A fundação gerida por Virginia oferece assistência a vítimas de tráfico, com apoio psicológico, oferecimento de abrigo e até cursos de capacitação. É também um espaço para que as mulheres se reúnam e compartilhem suas histórias.
"Temos uma oficina, para que as pessoas cheguem e recebam ajuda. Muita gente se cala. Se é homem, sente vergonha. Se é criança, tem medo. Se é mulher, acha que não vai ser aceita. Quando eu conto a minha história, as pessoas se identificam e se sentem mais à vontade para revelar os próprios problemas e abusos que sofreram. Reconhecer o problema é um passo em direção à recuperação", defende.
Já se passaram 20 anos desde que Virginia foi sequestrada e submetida à violência sexual. A filha, que ficou no cativeiro dos seis aos nove meses, hoje está na universidade, na Califórnia. Estuda políticas ambientais e sonha em ajudar na proteção dos animais.
Negócio ilegal, lucrativo e cruel
Assim como Virginia, milhões de mulheres em todo o mundo são vítimas, todo ano, de tráfico com finalidade sexual.
Segundo relatório de setembro de 2017 da Organização Internacional do Trabalho (OIT), o tráfico humano gera lucro de US$ 150 bilhões (R$ 485 bilhões) por ano aos traficantes, sendo que US$ 99 bilhões são provenientes especificamente de exploração sexual.
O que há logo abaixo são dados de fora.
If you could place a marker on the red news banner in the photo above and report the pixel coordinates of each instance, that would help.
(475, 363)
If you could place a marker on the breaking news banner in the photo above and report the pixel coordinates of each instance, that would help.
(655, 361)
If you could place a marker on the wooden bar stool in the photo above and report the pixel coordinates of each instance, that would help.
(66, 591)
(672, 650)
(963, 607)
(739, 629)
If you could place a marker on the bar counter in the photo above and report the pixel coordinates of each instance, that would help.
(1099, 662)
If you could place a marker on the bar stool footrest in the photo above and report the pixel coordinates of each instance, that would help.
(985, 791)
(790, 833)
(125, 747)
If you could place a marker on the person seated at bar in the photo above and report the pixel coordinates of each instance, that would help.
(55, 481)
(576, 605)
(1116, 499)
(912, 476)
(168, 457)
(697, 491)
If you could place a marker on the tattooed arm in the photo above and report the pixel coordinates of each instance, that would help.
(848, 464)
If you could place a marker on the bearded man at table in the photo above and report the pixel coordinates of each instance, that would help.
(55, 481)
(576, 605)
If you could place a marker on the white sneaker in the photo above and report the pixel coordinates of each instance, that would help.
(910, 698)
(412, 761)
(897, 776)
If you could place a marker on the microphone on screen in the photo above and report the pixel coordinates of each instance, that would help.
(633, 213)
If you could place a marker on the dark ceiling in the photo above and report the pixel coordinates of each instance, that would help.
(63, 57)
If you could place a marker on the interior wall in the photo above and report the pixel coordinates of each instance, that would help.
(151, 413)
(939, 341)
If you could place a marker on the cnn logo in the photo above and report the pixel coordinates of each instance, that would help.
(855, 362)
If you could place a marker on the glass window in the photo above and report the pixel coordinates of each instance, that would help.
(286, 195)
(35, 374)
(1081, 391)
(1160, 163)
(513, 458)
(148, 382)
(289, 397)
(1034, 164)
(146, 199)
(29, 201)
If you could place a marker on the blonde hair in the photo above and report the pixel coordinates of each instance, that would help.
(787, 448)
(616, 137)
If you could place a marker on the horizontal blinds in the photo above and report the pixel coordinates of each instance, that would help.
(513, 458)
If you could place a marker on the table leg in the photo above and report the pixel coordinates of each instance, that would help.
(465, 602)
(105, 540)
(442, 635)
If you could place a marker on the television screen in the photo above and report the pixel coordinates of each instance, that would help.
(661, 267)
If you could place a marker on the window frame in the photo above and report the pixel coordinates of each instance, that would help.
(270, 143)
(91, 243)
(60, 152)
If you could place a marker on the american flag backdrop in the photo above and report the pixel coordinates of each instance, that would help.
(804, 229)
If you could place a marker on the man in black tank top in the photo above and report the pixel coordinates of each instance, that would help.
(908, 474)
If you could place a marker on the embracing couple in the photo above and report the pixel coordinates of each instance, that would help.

Na América do Sul, 57% do tráfico humano é voltado à exploração sexual, 29% a trabalhos forçados e 14% a outros propósitos (recrutamento para trabalhar com tráfico ou luta armada, por exemplo).
Na América do Norte, o percentual de tráfico humano voltado à exploração sexual é de 55%. Enquanto a maioria dos traficantes é homem (seis em cada dez), a maior parte das vítimas é mulher ou criança - 71%.